Yes, children are becoming addicted to the internet. Gone are the days when you can entice a child to go outside and ride a bike or play for hours in the park. Gone are the days when a lively basketball game with a friend or a parent was the highlight of a teenager's day.

Instead, children, especially teenagers, are glued to a computer screen. The sedentary activities are endless. Children can chat with people they know or have never met, play a limitless number of games for hours on end, enter code after code after code in attempts to win prizes for different products, watch scores of videos and listen to one song after another after another.... the list continues. The only common factor - the child sits, watches a screen, and occassionally shifts an object around that computer technicians have cleverly termed, "the mouse."

Parents have cause to worry. Gone are the days when playing requires energy. Our computer addictions are raising children who are overweight and more accustomed to eating a snack while playing a game with a computer screen rather than going outside and playing a game with a jump rope.

Parents have cause to worry. Gone are the days when they could meet and know every acquaintance and friend of their children. Our computer addictions are raising children who type to people across the world, permitting a machine to be a middle-man for conversation, while struggling to carry out meaningful relationships with real people across the street. Even more frightening, many of these people our children our typing to are adults who do not have the correct intentions.
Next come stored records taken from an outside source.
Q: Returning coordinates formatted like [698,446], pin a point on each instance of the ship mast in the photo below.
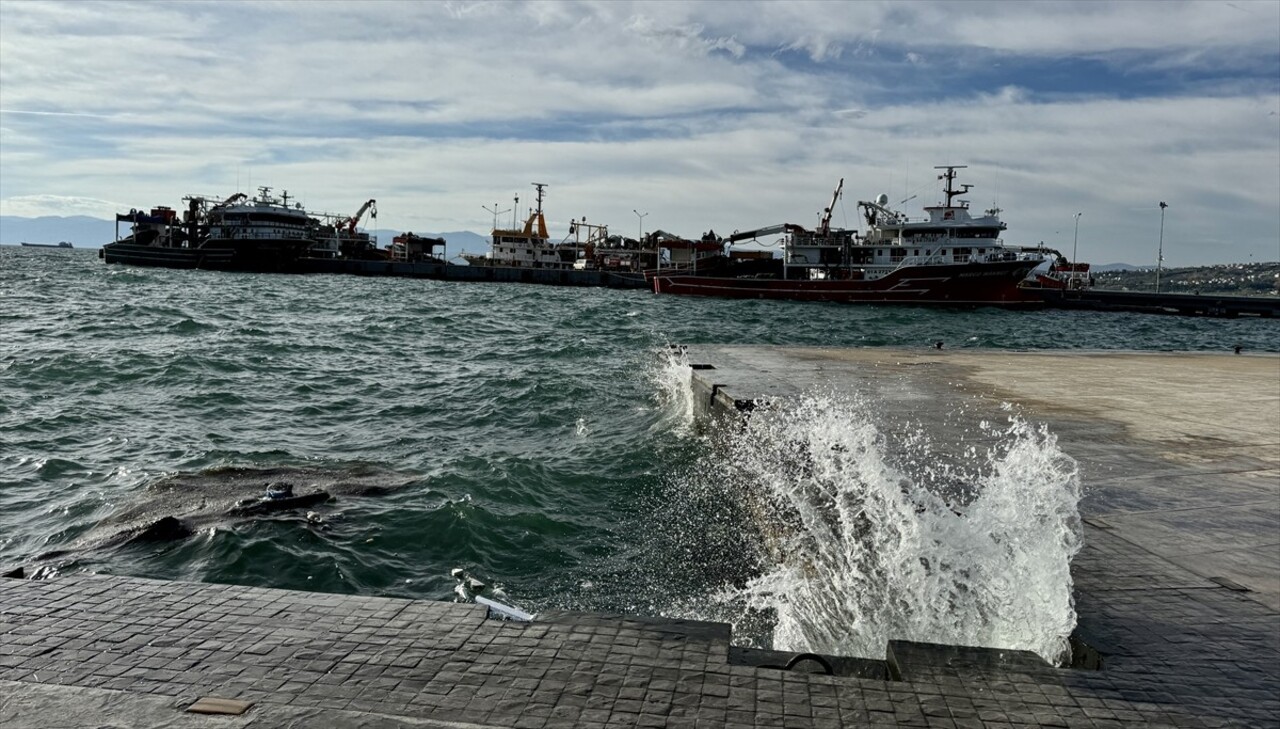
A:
[950,175]
[539,188]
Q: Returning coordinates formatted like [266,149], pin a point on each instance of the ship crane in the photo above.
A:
[769,230]
[824,227]
[351,223]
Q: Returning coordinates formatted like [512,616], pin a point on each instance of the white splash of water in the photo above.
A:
[672,379]
[868,537]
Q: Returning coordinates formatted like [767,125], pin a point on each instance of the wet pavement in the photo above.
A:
[1178,592]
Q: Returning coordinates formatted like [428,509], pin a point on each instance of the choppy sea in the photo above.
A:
[536,438]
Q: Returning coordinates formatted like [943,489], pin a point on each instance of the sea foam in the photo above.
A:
[867,532]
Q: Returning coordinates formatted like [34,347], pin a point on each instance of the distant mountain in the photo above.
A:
[81,230]
[457,242]
[1239,279]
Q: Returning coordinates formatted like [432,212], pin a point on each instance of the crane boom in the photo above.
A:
[769,230]
[824,228]
[355,219]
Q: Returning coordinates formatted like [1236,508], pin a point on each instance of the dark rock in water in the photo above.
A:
[161,530]
[179,505]
[277,504]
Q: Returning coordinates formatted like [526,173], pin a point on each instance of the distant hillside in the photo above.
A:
[457,242]
[86,232]
[81,230]
[1243,279]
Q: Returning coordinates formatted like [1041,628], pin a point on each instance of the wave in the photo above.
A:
[864,533]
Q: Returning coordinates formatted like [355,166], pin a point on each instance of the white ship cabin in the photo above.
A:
[949,235]
[263,218]
[529,248]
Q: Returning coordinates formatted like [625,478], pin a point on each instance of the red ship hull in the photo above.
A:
[959,284]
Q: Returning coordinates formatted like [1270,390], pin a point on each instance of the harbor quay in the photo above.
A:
[1176,591]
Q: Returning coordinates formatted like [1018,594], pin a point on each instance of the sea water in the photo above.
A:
[542,440]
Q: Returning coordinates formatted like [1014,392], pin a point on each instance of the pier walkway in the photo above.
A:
[1178,590]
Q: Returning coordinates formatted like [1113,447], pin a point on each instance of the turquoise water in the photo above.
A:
[533,430]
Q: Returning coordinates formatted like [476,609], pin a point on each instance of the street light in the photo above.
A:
[657,253]
[640,216]
[1075,247]
[1160,255]
[496,212]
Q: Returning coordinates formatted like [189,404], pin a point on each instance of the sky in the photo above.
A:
[682,117]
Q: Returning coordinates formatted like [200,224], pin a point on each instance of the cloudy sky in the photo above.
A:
[699,115]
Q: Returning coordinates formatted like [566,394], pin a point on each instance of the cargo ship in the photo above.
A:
[236,234]
[950,257]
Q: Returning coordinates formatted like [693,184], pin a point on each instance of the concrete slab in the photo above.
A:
[1175,527]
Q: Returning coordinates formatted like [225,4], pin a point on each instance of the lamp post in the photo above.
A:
[1075,247]
[496,212]
[657,253]
[1160,253]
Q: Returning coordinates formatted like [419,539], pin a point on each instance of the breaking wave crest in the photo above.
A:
[867,533]
[671,377]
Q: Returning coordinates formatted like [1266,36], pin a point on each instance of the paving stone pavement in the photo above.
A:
[1183,641]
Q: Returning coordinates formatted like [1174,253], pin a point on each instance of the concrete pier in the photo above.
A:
[1178,590]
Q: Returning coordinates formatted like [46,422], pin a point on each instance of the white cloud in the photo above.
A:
[685,110]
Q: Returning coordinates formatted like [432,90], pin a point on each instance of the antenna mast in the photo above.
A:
[539,187]
[950,175]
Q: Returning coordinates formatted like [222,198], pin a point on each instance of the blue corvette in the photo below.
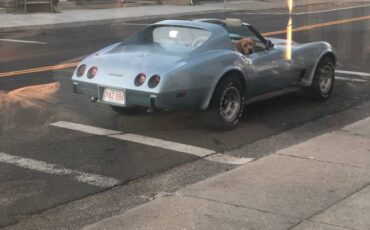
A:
[194,65]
Parents have cause to worry. Gone are the days when children came together at campouts to tell scary stories or to laugh at one another's jokes. Our computer addictions are raising children who see truly monstrous acts played out on videos and hear horrid language in song after song, while unable to sit back and enjoy a truly good story or a fun, clean joke.

Yes, our children are addicted to computers. They know it, and they are unconcerned. As I was writing this story on the computer, my little cousin came and asked me if he could have the computer. I told him he would have to wait, and then I explained that I was writing a story about computer addiction, and I had included an anectode about him. When I read it to him, he was very proud and demanded I use his real name. I told him, "No, but tell me what name you want me to use, and I will use that instead." "William" is not unhappy that I am writing about his computer addiction. "William" is not concerned about the possible problems his computer addiction might create and has possibly already created.

All addictions can and have created significant problems for people in the past. Computer addictions are not excluded from this. And the scariest part - our children are the primary targets.

Parents have cause to worry. And hopefully they will. Because our children are not in the least bit worried.